Social value becomes a retention asset when it is easy to evidence and clearly linked to what the local system cares about.


A practical example

A domiciliary care provider joins a framework in 2025. Over 12 months they implement a disciplined reporting rhythm: concise KPI dashboards, two outcome-led case studies per quarter, a supervision matrix with escalation logs, and a short social value update. At the 18-month review, they present a single, coherent pack. The authority uses the evidence to justify a call-off and later an extension. The difference wasn’t “better promises” — it was better proof.


Commissioners’ 2025–26 wish list

  • Simple KPI frameworks with definitions and reliable data trails.
  • Outcome-based case studies — measurable progress, not anecdotes.
  • Governance evidence — training, supervision, incident learning, audits.
  • Social value quantified and mapped to the local plan.
  • Language that mirrors MAT and transparency duties.

Common pitfalls to avoid

  • Generic narrative: Commissioners can spot “filler”. Anchor every claim to data or documents.
  • Data without meaning: Add short analysis (“what, so what, now what”).
  • Missing attachments: If the text references audits or training compliance, attach them.
  • Weak social value: Replace statements with metrics (e.g., “12 apprenticeships; 250 volunteering hours; 18 ESG projects”).
  • Year-end panic: Quarterly cadence beats last-minute compilation.
  • Unclear definitions: If you measure “missed visits”, define what counts and what doesn’t.
  • Overclaiming: Promising “zero” incidents or “100%” perfection weakens credibility. Show control and learning instead.

Action checklist (print and pin)

  1. Audit one live contract against MAT (KPIs, governance, social value, case studies).
  2. Set a 90-day plan to fix two evidence gaps with the highest commissioning impact.
  3. Standardise a one-page KPI dashboard and a two-page narrative template.
  4. Collect two new, consented case studies with measurable outcomes each quarter.
  5. Embed a social value log; report quarterly against local priorities.
  6. Book a commissioner touchpoint to walk through the evidence — don’t wait for renewal.

A simple quarterly cadence you can sustain

“Cadence” is what separates providers who are always ready from providers who panic at review time. A workable rhythm looks like this:

  • Monthly: dashboard refresh, audit summary, workforce snapshot, social value log update.
  • Quarterly: publish a short performance report (dashboard + narrative + two case studies + social value).
  • Quarterly: commissioner touchpoint (walk through trends, risks, actions, and next quarter priorities).
  • Annually: consolidated report that reuses the quarterly packs (no reinvention).

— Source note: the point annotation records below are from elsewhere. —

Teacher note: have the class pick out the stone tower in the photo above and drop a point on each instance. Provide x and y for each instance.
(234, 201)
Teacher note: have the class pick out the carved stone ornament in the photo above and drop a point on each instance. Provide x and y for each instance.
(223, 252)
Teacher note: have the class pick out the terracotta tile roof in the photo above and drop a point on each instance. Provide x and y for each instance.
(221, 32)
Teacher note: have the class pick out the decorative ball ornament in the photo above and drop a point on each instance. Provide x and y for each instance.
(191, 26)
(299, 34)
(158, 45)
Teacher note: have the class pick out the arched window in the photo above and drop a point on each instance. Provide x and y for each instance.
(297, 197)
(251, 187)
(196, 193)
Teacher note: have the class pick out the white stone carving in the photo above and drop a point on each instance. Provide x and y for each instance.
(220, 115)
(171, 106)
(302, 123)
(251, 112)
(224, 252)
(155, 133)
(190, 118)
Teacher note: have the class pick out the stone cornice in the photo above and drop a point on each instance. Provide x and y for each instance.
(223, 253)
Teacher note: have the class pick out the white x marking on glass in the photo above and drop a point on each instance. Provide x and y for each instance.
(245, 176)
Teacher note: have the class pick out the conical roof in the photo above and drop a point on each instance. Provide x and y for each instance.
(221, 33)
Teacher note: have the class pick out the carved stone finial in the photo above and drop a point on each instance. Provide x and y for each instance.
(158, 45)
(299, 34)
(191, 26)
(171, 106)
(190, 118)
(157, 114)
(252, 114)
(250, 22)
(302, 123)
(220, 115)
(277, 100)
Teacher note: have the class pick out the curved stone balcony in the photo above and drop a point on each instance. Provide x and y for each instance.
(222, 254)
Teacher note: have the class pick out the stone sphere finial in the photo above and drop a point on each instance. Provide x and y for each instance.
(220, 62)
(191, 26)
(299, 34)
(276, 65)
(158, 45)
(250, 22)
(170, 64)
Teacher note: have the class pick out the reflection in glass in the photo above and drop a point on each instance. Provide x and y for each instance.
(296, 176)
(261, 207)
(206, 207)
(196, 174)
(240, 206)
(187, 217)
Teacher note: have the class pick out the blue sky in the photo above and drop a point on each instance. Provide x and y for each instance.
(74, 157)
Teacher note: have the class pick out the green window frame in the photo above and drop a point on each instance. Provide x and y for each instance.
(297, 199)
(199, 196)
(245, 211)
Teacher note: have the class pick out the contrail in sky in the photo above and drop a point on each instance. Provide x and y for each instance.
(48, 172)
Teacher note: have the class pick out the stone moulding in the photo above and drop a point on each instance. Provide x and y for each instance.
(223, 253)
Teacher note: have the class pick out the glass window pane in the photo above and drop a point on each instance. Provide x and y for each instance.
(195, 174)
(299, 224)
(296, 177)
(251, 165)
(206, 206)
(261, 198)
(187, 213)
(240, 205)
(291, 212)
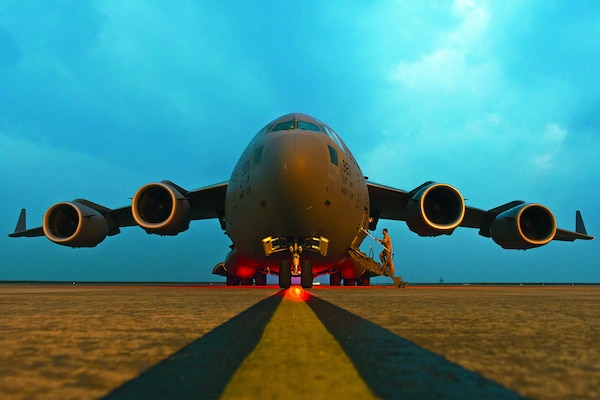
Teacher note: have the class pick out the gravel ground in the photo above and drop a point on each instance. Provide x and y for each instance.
(82, 341)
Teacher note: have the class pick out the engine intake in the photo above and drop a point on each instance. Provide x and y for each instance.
(524, 227)
(74, 224)
(161, 208)
(436, 209)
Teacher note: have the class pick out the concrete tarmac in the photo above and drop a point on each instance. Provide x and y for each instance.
(86, 341)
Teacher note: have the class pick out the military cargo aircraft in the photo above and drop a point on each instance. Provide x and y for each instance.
(298, 204)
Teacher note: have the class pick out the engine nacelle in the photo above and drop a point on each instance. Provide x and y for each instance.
(75, 225)
(524, 227)
(436, 209)
(161, 208)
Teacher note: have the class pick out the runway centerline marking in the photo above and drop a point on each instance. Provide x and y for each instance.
(296, 345)
(303, 358)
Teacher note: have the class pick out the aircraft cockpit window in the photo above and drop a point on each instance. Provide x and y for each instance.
(308, 126)
(331, 133)
(284, 126)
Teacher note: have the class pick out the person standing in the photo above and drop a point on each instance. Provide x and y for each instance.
(386, 254)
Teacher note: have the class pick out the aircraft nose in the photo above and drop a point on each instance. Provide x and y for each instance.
(297, 181)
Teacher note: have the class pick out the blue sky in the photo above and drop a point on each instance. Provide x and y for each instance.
(500, 99)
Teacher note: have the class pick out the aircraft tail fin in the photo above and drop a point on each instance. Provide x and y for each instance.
(22, 222)
(21, 228)
(579, 225)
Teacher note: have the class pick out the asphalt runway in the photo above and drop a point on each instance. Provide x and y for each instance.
(83, 341)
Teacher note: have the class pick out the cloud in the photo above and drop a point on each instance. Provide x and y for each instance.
(498, 98)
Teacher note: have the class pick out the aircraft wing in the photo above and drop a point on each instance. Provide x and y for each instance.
(205, 203)
(512, 221)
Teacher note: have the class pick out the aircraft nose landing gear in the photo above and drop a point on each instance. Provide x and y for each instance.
(286, 272)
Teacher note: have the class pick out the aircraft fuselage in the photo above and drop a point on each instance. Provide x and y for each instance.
(296, 189)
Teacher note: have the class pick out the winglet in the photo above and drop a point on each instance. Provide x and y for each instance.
(22, 222)
(579, 226)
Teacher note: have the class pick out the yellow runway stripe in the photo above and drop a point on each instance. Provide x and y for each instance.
(301, 358)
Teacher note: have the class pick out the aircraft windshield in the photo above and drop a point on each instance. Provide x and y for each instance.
(296, 124)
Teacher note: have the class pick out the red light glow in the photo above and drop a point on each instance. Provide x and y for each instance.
(296, 294)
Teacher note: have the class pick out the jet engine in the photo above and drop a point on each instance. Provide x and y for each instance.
(74, 224)
(161, 208)
(435, 209)
(524, 227)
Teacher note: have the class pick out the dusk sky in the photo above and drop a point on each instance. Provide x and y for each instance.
(500, 99)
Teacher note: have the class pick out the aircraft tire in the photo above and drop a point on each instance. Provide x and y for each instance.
(233, 280)
(285, 274)
(306, 277)
(335, 279)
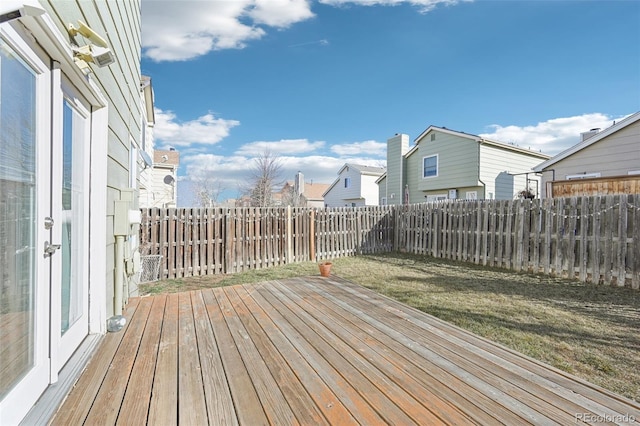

When a call-off opportunity or a renewal conversation appears, you’re already ready — because the evidence exists.


Start small if you're time-poor

If you’re a smaller provider without a performance team, begin with five KPIs: service stability, outcomes achieved, satisfaction, staff retention, safeguarding incidents. Add two case studies per quarter, one-page dashboard, and a simple social value log. This minimal set — kept consistent — will dramatically improve review conversations.

Minimum viable evidence pack (for smaller providers)

  • 1-page dashboard (5 KPIs + RAG + trend + short narrative).
  • 1-page governance summary (audits completed, supervision cadence, training compliance).
  • 2 short case studies (outcome-led, anonymised, consented).
  • 1-page social value log (3–5 commitments with numbers).

Looking ahead — fewer tenders, more continuity

As frameworks mature, expect fewer open tenders and more evidence-led extensions. Commissioners prefer stability when providers demonstrate impact and control. That’s good news for teams who can produce clear, triangulated assurance — and a warning for those who rely on generic text.


Turn delivery into proof

In this environment, your competitive edge is not louder promises; it’s cleaner evidence. Link CQC findings, audits, training, supervision and lived experience to a stable KPI set. Then present it in a format that’s quick to read and easy to verify — the essence of a Most Advantageous Tender in practice.


Key takeaway

The Procurement Act 2023 rewards transparency and proof. Providers who invest in outcomes evidence and governance can expect fewer disruptive re-tenders and more continuity.